Seance Time #2
A conversation with "Mary Shelley."
Talking with “Mary Shelley” about the enduring legacy and stubborn contradictions of Frankenstein.
R.G. Miga: Mary Shelley, thank you for joining us. On behalf of myself and the audience, I’d like to offer our belated condolences on your untimely passing at the age of 53.
Your life was defined by tragedy. When we celebrate Frankenstein as one of the first modern science-fiction novels, we forget that it is also a dramatization of a personal struggle with grief. Your protagonist is a man who can’t accept the sanctity of death. This is a familiar struggle for those who have lost loved ones too soon: if we could bring them back, by any possible means, would we try?
Are we in danger of missing the morality of your story when we read it as the excesses of an impersonal “science,” and not a cautionary tale about the extremes to which grief can drive us?
Mary Shelley: You receive my thanks—and I accept your kindness, though I would gently trouble one word you used: “untimely.” I had already lived long enough to know that time is not measured by years alone, but by what one is asked to endure.
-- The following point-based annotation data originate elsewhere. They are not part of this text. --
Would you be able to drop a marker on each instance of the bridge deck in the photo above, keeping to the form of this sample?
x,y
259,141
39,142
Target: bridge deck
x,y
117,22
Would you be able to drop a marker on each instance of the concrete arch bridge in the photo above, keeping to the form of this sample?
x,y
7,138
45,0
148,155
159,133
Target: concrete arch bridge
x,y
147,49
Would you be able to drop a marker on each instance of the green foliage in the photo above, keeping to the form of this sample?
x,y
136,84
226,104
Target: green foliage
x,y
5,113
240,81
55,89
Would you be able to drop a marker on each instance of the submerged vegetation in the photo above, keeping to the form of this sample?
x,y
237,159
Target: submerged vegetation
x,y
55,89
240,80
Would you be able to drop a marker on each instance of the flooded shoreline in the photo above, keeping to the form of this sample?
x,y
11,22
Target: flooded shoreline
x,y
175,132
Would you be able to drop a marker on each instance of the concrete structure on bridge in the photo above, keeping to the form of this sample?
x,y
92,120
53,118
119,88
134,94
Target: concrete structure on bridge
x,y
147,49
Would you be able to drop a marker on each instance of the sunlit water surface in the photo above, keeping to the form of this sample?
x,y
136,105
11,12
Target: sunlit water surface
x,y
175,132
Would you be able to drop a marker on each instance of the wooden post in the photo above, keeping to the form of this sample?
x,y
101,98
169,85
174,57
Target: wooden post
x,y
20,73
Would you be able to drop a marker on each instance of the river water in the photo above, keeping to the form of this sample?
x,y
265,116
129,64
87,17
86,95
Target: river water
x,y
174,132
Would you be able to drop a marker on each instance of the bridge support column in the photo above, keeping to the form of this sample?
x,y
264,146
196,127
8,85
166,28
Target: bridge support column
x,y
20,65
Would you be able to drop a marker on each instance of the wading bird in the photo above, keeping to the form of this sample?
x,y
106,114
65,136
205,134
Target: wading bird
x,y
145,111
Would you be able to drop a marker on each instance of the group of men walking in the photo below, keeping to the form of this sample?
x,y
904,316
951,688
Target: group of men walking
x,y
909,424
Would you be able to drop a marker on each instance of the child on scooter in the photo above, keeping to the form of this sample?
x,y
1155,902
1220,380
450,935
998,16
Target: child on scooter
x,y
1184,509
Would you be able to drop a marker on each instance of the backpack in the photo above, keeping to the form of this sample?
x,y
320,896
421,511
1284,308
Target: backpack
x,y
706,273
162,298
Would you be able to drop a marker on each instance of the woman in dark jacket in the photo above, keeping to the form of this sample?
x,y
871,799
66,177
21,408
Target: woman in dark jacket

You read my book more closely than many who shelve it among tales of clever instruments and reckless laboratories. I did not write of “science” as a cold engine, because I never knew it that way. I knew it as desire—the human wish to undo a loss, to revise a sentence that has already been spoken by the world. Victor does not begin as a tyrant of knowledge. He begins as a son who cannot bear the finality of a grave.
Grief is a powerful teacher, but it is a dangerous one. It does not merely ask, Can this be done? It whispers, You must do this, or you will never be whole again. In that state, the boundary between love and possession grows thin. To bring someone back by any means is not only to defy death—it is to refuse the other person their own fate, their own silence, their own end.
If there is a “sin” in my story, it is not that Victor learns too much. It is that, having created, he turns away. His grief drives him to the moment of triumph, but it is his fear—of what he has made, of what it reflects back to him—that completes the tragedy. Creation born of sorrow still requires **care after the fact**, or it becomes another form of abandonment.
So yes, I would agree with you: when the tale is read only as a warning about impersonal science, something human slips out of view. The deeper caution is about what we ask the world to give back to us when we are wounded. There are losses that, if we try to undo them at any cost, will only multiply themselves in new forms.
I did not mean to say, “Do not reach.” I meant to say, “If you reach into the dark, be prepared to **remain there** with what you draw into the light.”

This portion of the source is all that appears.